Friday, January 30, 2015

Ripe Not

The "ripe now" sticker on the avocados causes me a lot of trouble. The restaurant guy has solved the mystery. It is a trademark, not a notification.

People keep pinching them to see if they're ripe, The nearly ripe ones end up being so bruised they are often too disgusting to eat. 


I have learned to reach to the back or under layer of the stack to find hard green ones. Put them in the fruit bowl for a few days. Avoid squeezing them. When the stem can be easily pulled out they are ripe and keep for a few more days in the fridge. No bruises!



I am going to send Ernest 3 months of heirloom avos from the Avocado Diva. Fresh from the trees! 

An avocado a day would be lovely. It doesn't always have to be guacamole.
Avocado on toast, on eggs, in a BLT, in fruit salad, on pizza, or like yesterday just eaten out of the skin with a little vinaigrette.

A month's worth of ideas!


6 comments:

Linda said...

Oh for all of the wasted 'cados I pitched into the trash from the abundant tree next door. I didn't learn to love them until I moved away. Now I can't get enough!

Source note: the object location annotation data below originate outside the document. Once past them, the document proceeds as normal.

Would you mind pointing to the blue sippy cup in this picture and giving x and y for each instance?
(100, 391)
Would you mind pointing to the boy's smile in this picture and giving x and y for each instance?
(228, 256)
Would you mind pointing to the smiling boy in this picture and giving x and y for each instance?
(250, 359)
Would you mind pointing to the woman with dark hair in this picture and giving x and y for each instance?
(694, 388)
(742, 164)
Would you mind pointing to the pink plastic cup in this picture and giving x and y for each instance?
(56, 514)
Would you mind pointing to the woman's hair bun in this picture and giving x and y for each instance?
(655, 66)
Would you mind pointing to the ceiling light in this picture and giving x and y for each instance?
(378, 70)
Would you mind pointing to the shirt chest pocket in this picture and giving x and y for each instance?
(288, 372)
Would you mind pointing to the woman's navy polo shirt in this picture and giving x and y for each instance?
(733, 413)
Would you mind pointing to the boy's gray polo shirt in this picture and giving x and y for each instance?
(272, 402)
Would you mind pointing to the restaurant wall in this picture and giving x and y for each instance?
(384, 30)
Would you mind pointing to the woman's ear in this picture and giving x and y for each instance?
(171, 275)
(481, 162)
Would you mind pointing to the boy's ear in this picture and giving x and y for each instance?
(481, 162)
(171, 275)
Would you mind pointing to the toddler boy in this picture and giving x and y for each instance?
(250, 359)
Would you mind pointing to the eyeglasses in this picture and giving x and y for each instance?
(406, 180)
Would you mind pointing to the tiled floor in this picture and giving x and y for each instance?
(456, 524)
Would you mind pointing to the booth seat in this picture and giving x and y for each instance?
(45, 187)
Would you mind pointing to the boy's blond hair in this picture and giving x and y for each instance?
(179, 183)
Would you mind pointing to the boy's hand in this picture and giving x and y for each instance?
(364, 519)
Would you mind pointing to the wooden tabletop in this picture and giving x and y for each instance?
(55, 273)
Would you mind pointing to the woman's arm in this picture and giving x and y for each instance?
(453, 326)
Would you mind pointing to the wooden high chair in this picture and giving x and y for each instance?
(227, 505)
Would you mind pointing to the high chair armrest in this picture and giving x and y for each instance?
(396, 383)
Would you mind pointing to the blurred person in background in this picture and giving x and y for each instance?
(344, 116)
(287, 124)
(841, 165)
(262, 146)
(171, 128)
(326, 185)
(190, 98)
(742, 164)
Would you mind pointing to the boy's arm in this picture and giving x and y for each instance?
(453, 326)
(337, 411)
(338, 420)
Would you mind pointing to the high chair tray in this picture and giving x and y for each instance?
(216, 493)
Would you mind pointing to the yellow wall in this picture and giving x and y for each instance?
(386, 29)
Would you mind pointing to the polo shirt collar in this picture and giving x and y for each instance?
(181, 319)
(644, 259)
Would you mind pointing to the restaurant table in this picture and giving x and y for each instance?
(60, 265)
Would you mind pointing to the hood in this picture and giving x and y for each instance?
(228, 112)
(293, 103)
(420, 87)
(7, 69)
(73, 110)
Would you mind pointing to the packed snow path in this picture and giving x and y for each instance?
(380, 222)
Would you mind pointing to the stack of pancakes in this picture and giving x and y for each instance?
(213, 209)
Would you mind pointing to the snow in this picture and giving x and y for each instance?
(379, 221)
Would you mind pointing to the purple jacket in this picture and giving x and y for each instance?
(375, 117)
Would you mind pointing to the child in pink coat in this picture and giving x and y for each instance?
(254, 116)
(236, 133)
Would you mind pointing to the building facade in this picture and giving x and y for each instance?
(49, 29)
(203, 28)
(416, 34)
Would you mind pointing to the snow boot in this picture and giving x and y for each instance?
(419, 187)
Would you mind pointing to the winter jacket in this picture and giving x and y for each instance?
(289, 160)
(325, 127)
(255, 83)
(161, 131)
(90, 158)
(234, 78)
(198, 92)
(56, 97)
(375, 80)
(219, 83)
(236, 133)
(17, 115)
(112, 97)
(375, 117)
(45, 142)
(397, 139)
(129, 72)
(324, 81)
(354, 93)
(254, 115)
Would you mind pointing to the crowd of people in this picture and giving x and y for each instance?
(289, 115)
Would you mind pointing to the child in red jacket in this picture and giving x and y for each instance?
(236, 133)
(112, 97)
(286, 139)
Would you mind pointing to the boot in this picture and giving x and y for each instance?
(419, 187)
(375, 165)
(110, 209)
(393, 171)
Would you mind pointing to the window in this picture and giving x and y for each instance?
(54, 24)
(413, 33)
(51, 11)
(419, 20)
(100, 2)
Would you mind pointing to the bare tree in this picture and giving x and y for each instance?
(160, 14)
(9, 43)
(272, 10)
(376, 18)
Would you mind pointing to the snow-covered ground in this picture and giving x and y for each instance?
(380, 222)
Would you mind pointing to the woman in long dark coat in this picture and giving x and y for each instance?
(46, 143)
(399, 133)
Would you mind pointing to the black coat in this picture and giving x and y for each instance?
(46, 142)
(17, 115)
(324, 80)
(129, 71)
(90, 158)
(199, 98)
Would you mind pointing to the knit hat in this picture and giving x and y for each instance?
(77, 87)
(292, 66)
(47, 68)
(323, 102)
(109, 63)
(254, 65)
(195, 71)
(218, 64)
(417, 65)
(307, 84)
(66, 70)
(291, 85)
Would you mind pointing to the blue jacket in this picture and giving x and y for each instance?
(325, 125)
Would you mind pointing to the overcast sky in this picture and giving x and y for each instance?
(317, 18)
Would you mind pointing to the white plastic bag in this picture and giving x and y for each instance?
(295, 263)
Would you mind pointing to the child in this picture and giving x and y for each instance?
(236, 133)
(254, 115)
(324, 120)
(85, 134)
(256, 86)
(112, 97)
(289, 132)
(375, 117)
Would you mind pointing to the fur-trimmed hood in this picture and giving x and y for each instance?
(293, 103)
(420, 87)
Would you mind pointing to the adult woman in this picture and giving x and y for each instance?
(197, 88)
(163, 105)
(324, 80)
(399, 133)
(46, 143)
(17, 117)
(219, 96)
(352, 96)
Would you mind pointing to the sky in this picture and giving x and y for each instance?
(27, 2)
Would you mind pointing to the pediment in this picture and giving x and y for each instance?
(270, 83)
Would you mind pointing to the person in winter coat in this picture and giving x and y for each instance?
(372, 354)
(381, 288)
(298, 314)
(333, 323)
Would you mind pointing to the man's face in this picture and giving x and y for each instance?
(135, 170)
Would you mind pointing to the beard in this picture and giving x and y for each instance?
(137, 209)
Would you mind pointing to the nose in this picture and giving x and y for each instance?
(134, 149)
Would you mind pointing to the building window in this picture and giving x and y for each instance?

Gary's third pottery blog said...

I know, so good just sliced onto things, and my favorite is blenderize them with only lemon juice to smear on burritos etc :) GOOD TIPS about ripeness, bruising, etc!

Anonymous said...

I bought my first bag of these the other day and wondered what the blackish mark was. A bruise! Thanks for informing me!

T.J. said...

You have got to be the coolest Mom sending avocados via post! Totally writing that down to remember in a few year's time...

oh and this- yesterday at a friend's for superbowl and she cut into an avocado to feed to her son and guess what? Rotted throughout. I'll have to send her your link ;)

Karen (formerly kcinnova) said...

You are the avocado whisperer!

Jenn @ Juggling Life said...

We are avocado addicts here--can't get enough!